So I've acquired a new Win8 pc and I'm contemplating my back up scheme. Previously, I was using Crashplan for offline back up. I'm thinking about skipping that and using SkyDrive to back up my photos & doc, because it's free and (sort of) built in. My music is backed up via Amazon's cloud music service (and works beautifully). But I'm not sure about a local back up. I have my various file on a partition on hard drive and was planning on mirroring that partition to a WD Passport drive. But now I'm wondering about using File History. If I understand correctly, I need this on anyway, to do auto backups of, say, Word docs as I'm typing? But I could be wrong ... And is it saving multiple copies of files? I don't really want that. In short, I'm not sure if the new File History is a useful alternative to running disk mirroring software. What do you think, sirs?
Those copies are saved to the same disk (and partition) as the current files, which makes them worthless as real backups. They are just a version history. You still need to do proper backups to a physically separate drive.
No, you can change the File history location. I have it set for the usb backup drive. You can also set what percentage of the drive you want to designate for File History use.
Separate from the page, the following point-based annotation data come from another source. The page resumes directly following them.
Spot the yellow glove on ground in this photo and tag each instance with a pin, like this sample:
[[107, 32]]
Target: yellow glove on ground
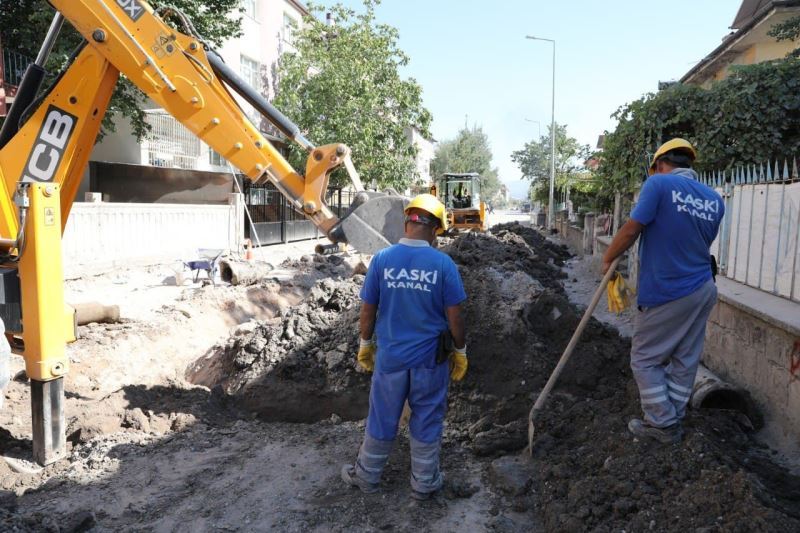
[[366, 355], [619, 295], [458, 364]]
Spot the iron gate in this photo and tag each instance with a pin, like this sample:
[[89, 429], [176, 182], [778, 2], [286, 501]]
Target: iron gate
[[275, 221]]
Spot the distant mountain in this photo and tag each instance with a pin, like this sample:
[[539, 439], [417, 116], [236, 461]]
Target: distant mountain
[[518, 188]]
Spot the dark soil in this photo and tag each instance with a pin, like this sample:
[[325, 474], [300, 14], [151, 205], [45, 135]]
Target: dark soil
[[587, 472]]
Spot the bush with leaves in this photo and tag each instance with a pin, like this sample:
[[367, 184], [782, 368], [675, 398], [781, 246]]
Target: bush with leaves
[[751, 117], [343, 85], [24, 23]]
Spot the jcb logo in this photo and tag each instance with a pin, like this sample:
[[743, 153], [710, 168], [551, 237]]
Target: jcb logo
[[132, 8], [49, 148]]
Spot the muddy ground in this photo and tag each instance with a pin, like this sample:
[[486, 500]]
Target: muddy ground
[[233, 409]]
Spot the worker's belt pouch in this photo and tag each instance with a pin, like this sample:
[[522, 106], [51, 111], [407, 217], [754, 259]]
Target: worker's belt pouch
[[714, 268], [445, 348]]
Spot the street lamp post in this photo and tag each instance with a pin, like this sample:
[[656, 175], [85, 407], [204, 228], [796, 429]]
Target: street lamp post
[[551, 208], [538, 125]]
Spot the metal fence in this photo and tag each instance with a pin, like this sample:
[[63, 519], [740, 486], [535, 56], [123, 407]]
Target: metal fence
[[14, 66], [170, 143], [759, 241], [276, 221]]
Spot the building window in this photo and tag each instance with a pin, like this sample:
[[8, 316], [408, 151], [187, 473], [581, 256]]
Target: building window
[[249, 8], [251, 72], [216, 160], [289, 27]]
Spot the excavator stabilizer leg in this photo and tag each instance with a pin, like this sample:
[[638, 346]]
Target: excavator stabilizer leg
[[49, 423]]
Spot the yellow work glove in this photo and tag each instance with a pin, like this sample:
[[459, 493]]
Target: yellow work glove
[[366, 355], [619, 295], [458, 364]]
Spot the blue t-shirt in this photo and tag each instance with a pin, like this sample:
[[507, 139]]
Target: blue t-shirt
[[412, 285], [681, 218]]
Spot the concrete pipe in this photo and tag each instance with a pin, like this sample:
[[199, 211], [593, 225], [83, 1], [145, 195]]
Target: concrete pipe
[[328, 249], [711, 392], [86, 313], [244, 272]]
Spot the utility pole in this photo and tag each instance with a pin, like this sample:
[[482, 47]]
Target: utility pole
[[551, 208]]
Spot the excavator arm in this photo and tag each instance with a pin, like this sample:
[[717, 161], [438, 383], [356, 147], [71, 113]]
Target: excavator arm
[[46, 141]]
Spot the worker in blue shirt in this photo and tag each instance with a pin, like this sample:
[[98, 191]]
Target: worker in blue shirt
[[412, 294], [678, 219]]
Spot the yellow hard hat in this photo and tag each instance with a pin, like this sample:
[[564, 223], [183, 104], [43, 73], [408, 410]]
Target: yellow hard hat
[[679, 144], [431, 204]]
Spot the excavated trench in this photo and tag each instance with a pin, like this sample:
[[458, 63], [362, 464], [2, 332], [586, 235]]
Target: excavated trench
[[587, 471]]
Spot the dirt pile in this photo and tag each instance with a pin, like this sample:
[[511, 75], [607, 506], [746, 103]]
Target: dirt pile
[[587, 473], [299, 366]]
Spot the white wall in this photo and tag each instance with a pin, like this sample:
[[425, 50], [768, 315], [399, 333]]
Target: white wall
[[765, 221], [104, 235], [120, 146]]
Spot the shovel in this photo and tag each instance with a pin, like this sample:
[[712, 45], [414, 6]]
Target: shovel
[[567, 353]]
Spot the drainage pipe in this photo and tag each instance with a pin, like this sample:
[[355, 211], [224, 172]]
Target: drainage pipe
[[712, 392]]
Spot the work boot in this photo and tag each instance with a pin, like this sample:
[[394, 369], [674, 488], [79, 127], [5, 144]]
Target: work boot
[[668, 435], [422, 496], [350, 478]]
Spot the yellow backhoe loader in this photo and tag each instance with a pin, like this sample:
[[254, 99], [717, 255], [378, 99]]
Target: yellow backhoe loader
[[461, 195], [49, 133]]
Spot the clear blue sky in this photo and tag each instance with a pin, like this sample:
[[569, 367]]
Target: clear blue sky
[[472, 60]]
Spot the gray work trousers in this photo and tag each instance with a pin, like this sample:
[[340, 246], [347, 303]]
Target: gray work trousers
[[665, 353]]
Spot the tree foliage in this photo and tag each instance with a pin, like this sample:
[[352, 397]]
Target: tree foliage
[[534, 159], [24, 23], [751, 117], [343, 85], [470, 151]]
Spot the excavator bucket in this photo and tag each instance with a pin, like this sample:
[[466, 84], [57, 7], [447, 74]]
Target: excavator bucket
[[376, 222]]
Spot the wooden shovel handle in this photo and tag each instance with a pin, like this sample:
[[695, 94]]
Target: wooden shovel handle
[[574, 340]]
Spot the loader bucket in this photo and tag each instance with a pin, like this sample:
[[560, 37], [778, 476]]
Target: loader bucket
[[377, 222]]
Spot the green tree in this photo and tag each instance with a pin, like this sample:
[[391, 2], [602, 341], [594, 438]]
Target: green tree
[[534, 159], [788, 30], [751, 117], [470, 151], [343, 85], [23, 24]]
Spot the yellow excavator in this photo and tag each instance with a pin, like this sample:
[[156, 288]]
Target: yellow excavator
[[49, 133], [461, 195]]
Okay, I was talking out of my ass here. I thought File History works like the old Vista/7 feature but it's actually a fully featured backup system. Judging by this walkthrough you shouldn't need another backup for your personal files if you use File History to put them on a USB stick. Although personally I'd still do an extra manual backup to a drive that's not permanently plugged in, just in case some malware wipes all the currently attached drives.
I'm giving File History a shot. It does store multiple versions of your files, similar in a way to Apple's Time Machine. This makes it helpful for trying to revert document changes, but I have to admit I prefer disk mirroring because my applications and their settings are more important to me than my change history (if I care about document versions, I already have it in a revision control system). You should use it in combination with Win 8's "refresh image" command to have a full backup. A nice tutorial for creating custom images is here. I'm planning on buying a new hard drive soon-ish and I'll test the ability to Win 8's tools to restore from a custom image then.
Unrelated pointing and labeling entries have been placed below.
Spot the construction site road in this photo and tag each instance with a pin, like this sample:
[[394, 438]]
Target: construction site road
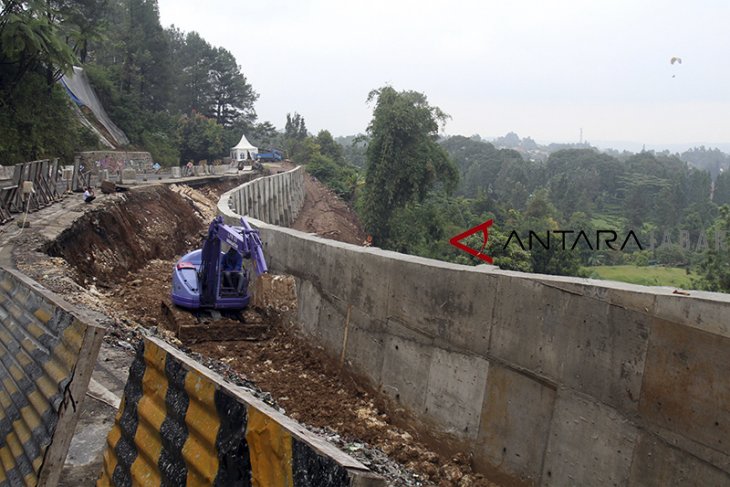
[[123, 290]]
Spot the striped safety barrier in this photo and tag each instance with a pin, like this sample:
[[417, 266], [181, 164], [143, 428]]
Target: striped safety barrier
[[182, 424], [47, 355]]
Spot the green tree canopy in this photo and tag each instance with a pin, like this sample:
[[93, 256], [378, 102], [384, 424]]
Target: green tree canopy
[[404, 159]]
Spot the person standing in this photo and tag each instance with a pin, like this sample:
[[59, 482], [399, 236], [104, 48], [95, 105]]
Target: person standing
[[89, 195]]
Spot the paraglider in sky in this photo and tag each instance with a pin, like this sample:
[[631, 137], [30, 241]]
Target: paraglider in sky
[[675, 60]]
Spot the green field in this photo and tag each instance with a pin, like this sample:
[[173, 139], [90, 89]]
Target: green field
[[647, 276]]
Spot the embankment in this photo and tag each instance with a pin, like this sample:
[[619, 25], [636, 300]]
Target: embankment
[[543, 380]]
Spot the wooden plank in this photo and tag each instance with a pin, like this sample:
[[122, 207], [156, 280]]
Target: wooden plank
[[58, 449], [15, 202]]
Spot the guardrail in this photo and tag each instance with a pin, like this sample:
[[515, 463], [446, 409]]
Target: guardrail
[[545, 380], [47, 355], [33, 186]]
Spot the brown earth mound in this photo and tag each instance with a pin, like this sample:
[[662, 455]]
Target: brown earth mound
[[327, 215]]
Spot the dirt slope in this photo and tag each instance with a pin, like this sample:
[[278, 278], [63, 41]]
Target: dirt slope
[[295, 375], [327, 215]]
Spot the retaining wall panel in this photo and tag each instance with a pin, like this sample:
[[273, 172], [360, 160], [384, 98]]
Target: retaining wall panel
[[402, 377], [515, 424], [697, 363], [586, 344], [449, 307], [455, 392]]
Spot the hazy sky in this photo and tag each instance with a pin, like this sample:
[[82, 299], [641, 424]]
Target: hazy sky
[[539, 68]]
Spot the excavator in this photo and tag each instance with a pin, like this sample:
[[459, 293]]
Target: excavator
[[208, 303]]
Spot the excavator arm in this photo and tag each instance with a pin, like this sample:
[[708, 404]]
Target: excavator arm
[[247, 243]]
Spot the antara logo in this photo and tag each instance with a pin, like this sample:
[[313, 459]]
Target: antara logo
[[566, 239], [482, 227]]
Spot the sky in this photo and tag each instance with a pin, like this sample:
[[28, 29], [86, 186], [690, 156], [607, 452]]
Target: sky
[[540, 69]]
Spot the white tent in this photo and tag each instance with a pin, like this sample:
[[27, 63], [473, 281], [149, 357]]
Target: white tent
[[244, 150]]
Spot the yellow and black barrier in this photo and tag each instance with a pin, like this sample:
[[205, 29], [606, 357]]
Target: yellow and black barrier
[[179, 423], [47, 355]]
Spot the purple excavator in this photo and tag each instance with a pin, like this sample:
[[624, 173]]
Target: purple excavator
[[200, 285]]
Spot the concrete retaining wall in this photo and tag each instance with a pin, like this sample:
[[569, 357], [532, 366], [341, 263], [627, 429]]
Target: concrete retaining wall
[[113, 161], [46, 358], [544, 380], [274, 199], [182, 424]]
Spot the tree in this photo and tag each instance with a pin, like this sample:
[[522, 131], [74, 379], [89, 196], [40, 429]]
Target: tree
[[328, 147], [404, 159], [295, 127], [233, 97], [200, 138]]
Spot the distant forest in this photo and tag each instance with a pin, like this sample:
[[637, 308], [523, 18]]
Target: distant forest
[[180, 98]]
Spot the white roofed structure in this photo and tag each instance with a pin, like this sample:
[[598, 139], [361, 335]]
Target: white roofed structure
[[244, 150]]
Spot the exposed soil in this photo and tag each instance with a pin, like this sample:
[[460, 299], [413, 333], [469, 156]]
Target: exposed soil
[[327, 215], [121, 256]]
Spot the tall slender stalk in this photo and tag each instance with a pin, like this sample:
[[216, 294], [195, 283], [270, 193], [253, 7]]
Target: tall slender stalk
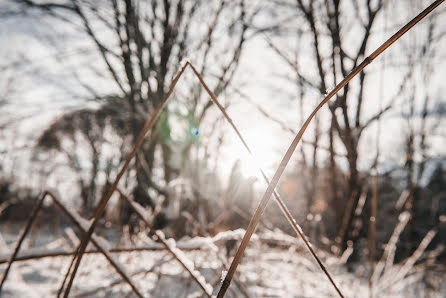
[[100, 207], [277, 198], [256, 217]]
After dinking around, I don't think File history is the back up program I want to rely on. I turned it on so that I can have versioning in Word - but honestly, I don't rely on versioning much. It just doesn't fit how I work. Also, I do 99% of all my first draft writing in OneNote, where nothing ever gets deleted and my OneNote notebooks are stored on Skydrive now, sooooooooo .... I'm not real happy about SkyDrive, either, mind you. The separate SkyDrive desktop program should be built into the OS, not a separate download. Plus, it should mesh transparently with the default Documents/Pictures/Music folders rather than setting up a whole different folder structure so that you either have to copy files by hand into the skydrive folder or stop using the default folders altogether and just save your files in the skydrive folder in the first place. If I say I want to use the Skydrive application I should never have to think about it again. Instead, it's constantly up nose making me think about where I want to save things. So annoying. At the moment, I'm using GoodSync to mirror the default folders + my desktop Skydrive folder to my external hard drive. I haven't decided what I want to do about offsite storage but I don't really want to pay for it any more. I'll probably use Google Drive as a back up for pictures or files. I think I can set good sync up to do that. I'll probably keep my music on Amazon though, since I like their cloudplayer and I buy all music from them anyway.